Weihnachts-Shopping: Offline doch besser als online?

Der technophile Teil meines Ichs hat ja längst verstanden, dass man Weihnachtsgeschenke am Besten in virtuellen Kaufhallen besorgt. Denn wer online konsumiert, der kann dies gemütlich von zuhause aus tun, muss nicht hinaus in die Kälte, in die Massen, in die echte Welt mit all ihren zahlreichen Nachteilen. Doch leider steht diese rational begründete Zukunfts-Euphorie meinem Laster der Prokrastination gegenüber, was de facto bedeutet: In Wahrheit bin ich jede Jahr zu spät dran, als dass die Geschenke rechtzeitig zum Aufbruch in die allweihnachtliche Fernreise auf meinem Postamt landen. Denn: Wer online bestellt, gibt Macht ab – und zwar nicht an irgendwen, sondern ausgerechnet an Lieferdienste und die Post, die wohl unzuverlässigsten Outsourcing-Partner des uns bekannten Universums.

Also, auch heuer wieder die leidige Last-Minute-Entscheidung: Es muss die Mahü sein.

Diese geographische Region, mitten in Bobostan gelegen, gilt für den Konsumkritiker als die Hölle auf Erden: Hier sagen sich Systemgastronomie, Kleidungsgeschäfte mit den Früchten ertragreicher Kinderarbeit und dubiose Spenden-Keiler täglich Guten Tag und Gute Nacht – wer Moral hat, der meidet die Mariahilfer Straße, erst recht zur Weihnachtszeit. Wer allerdings muss, der muss – und heuer hatte ich einen Plan, um mir die lästige Pflicht des gesellschaftlich und religiös vorgeschriebenen Geschenke-Konsums so angenehm wie möglich zu machen: Auf die eigenen, von Natur gegebenen Ur-Wurzeln besinnen.

Ja. Ich bin ein Männchen. Auf der Jagd. In einer lebensfeindlichen Umgebung.

Und nicht nur, dass dieser Raum lebensfeindlich ist; er ist auch vollkommen transformiert. Mein erster Blick, als ich von der Zieglergasse aus das Schlachtfeld betrete, fällt auf den Thalia: Ein Geschäft, das in erster Linie Papier-Bücher verkauft.
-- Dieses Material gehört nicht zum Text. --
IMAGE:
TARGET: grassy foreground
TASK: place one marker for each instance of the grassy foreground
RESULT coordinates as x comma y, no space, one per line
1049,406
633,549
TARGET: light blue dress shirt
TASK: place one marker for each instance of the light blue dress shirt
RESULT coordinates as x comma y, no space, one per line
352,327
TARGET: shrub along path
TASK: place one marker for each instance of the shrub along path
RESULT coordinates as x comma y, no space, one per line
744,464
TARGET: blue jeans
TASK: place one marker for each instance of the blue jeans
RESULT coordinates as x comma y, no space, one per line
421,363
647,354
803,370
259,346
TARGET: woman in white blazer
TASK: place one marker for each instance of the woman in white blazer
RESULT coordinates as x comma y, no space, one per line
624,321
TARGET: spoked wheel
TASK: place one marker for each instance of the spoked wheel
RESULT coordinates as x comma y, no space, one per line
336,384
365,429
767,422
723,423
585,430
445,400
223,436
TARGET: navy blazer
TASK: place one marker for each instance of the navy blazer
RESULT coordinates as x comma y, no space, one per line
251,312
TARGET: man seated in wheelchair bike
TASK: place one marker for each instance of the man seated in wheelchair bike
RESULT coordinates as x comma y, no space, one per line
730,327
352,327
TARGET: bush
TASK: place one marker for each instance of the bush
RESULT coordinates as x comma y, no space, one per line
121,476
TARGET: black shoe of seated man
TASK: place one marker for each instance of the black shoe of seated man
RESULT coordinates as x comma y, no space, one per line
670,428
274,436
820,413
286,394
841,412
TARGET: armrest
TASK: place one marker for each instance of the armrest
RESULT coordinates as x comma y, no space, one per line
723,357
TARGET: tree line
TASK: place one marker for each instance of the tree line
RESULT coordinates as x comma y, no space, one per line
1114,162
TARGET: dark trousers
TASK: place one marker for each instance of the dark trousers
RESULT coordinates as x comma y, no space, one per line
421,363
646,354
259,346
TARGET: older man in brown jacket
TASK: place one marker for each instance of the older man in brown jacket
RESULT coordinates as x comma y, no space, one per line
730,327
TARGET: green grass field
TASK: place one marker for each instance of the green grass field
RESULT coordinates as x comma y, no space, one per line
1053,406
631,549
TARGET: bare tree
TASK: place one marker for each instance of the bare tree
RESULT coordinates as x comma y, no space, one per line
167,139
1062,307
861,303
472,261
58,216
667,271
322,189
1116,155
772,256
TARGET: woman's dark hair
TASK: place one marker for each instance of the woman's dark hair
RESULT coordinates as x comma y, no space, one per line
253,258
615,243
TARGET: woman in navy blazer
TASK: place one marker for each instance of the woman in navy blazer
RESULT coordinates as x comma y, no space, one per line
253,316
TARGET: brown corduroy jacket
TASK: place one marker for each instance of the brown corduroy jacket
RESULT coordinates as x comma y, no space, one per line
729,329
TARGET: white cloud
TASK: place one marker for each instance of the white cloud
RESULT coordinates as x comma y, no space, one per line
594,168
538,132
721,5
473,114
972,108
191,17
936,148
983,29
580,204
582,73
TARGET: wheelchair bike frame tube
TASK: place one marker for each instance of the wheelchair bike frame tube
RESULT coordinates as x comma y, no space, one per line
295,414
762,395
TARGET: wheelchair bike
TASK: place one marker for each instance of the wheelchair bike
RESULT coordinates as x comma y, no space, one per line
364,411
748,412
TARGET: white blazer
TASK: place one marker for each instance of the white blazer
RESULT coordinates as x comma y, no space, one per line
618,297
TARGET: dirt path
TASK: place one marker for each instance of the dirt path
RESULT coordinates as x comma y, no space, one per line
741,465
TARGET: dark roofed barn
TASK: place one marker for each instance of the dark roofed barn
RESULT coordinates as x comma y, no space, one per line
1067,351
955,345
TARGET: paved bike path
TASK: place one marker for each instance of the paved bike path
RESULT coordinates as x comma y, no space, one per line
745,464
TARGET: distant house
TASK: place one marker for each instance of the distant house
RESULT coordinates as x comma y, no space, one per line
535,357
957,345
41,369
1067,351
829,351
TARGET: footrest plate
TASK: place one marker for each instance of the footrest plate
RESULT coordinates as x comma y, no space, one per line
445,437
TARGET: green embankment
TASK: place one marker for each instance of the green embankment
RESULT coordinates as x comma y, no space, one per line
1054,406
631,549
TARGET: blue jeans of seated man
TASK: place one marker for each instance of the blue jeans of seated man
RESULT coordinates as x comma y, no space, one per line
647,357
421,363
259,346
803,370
Diese Gegenstände, die im 21. Jahrhundert vermehrt an Bedeutung verlieren, finden absurderweise im Dezember einen reißenden Absatz – selbst liest heute kaum noch jemand ein gedrucktes Buch, aber den Nächsten kann man damit ja vielleicht zufrieden stellen. Die Menschen stehen Schlange, um hinein zu kommen.

Ebenso verhält es sich mit dem Riesen-Spielzeugimperium „Müller“, vor dessen Eingang sich die Menschenmassen tummeln. Die „Spielerei“ hingegen, früher als kleines, aber feines Geschäft eine garantierte Anlaufstelle für intellektuell hochwertige Freizeitbeschäftigung im Kreis der Liebsten bekannt, musste inzwischen einem Laden für Computer-Games weichen. Dies ist der Geist der Zeit.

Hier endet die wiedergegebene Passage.